Le concept de fertilisation dynamique
L’approche proposée, appelée “fertilisation dynamique”, consiste à suivre le peuplement végétal pour adapter l’apport d’engrais en temps réel. L’idée est de passer d’un modèle basé sur une prévision théorique (bilan de masse) à un modèle où la plante devient l’indicateur clé.
Les piliers de la méthode :
- Suivi du peuplement : Utiliser des outils (comme les chlorophylle-mètres) pour mesurer le statut azoté de la culture.
- Efficience (CAU) : Maximiser le Coefficient Apparent d’Utilisation de l’engrais. Plus l’apport est ajusté au besoin physiologique, moins il y a de reliquats non utilisés, limitant ainsi les pertes environnementales.

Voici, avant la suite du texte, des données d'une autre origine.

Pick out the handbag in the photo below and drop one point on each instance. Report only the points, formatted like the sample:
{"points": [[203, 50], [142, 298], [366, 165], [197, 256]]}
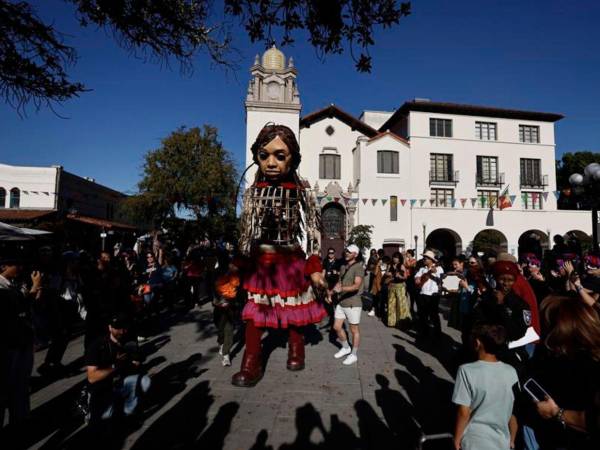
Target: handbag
{"points": [[367, 300]]}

- Le “bouton 1” (Météo et Stade) : Décider de fertiliser uniquement lorsque deux conditions sont réunies : la culture est dans une phase de forte croissance (ex: début montaison) et les conditions météorologiques permettent une valorisation immédiate de l’apport (humidité suffisante).
Application aux différentes cultures
Si la méthode APN est historiquement documentée sur le blé, les principes fondamentaux s’appliquent à toutes les cultures nitrophiles :
- Le blé : La priorité est d’éviter les carences marquées durant la montaison, tout en acceptant des niveaux de statut azoté plus sobres que les standards classiques.

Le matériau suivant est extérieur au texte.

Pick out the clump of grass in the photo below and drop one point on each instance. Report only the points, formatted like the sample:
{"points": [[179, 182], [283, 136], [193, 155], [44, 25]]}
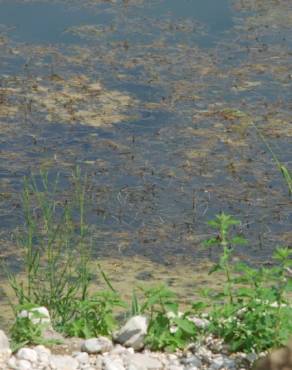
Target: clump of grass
{"points": [[53, 243], [56, 251]]}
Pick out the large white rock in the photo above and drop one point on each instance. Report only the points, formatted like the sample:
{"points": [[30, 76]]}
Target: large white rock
{"points": [[132, 334], [140, 361], [27, 354], [97, 345], [65, 362]]}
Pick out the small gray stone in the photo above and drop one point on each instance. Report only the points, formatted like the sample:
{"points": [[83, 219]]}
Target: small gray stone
{"points": [[82, 357], [97, 345], [63, 362], [4, 342], [112, 363], [27, 354], [132, 334], [140, 361]]}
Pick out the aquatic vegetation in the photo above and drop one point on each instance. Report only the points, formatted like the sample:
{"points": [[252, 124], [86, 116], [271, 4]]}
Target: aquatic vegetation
{"points": [[250, 309]]}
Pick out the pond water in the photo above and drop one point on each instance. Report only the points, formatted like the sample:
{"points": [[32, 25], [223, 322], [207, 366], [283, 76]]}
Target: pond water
{"points": [[157, 101]]}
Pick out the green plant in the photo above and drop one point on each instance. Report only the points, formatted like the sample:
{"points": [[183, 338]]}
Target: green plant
{"points": [[168, 329], [255, 314], [222, 223], [54, 243], [93, 316], [287, 176]]}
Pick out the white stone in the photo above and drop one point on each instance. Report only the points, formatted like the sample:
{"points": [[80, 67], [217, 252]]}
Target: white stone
{"points": [[132, 334], [42, 349], [27, 354], [97, 345], [4, 342], [118, 349], [12, 363], [24, 365], [82, 357], [140, 361], [111, 363], [37, 315], [65, 362], [199, 322]]}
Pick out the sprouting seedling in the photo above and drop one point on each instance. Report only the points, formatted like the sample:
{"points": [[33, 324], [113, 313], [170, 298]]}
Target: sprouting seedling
{"points": [[222, 223], [287, 176]]}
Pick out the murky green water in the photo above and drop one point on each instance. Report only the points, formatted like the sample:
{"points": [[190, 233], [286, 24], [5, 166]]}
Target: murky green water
{"points": [[143, 96]]}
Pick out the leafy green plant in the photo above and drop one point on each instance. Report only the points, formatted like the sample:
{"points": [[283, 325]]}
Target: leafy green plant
{"points": [[168, 329], [255, 314], [93, 316]]}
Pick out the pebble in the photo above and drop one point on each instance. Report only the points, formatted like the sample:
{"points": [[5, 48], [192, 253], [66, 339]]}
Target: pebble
{"points": [[132, 334], [27, 354], [101, 354], [97, 345]]}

- Les cultures d’été (Maïs, tournesol) : Ce sont les cultures où les marges de progression sont les plus importantes. L’apport d’azote au semis est souvent décorrélé des besoins réels de la plante, qui ne débute son absorption active qu’au stade 6-8 feuilles. Les essais montrent qu’une réduction significative des apports initiaux ne pénalise pas le rendement final.
Conclusion et perspectives
La transition vers une fertilisation dynamique n’est pas une injonction à la réduction arbitraire, mais une quête d’efficience. En maîtrisant mieux le pilotage, l’agriculteur gagne en sobriété tout en sécurisant ses résultats.
Pour ceux qui souhaitent tester cette approche, Bertrand Omon insiste sur l’importance de l’apprentissage par l’expérimentation locale : mettre en place des zones témoins (T-0) et réaliser des mesures régulières permet de construire ses propres références et de gagner en confiance face aux aléas climatiques.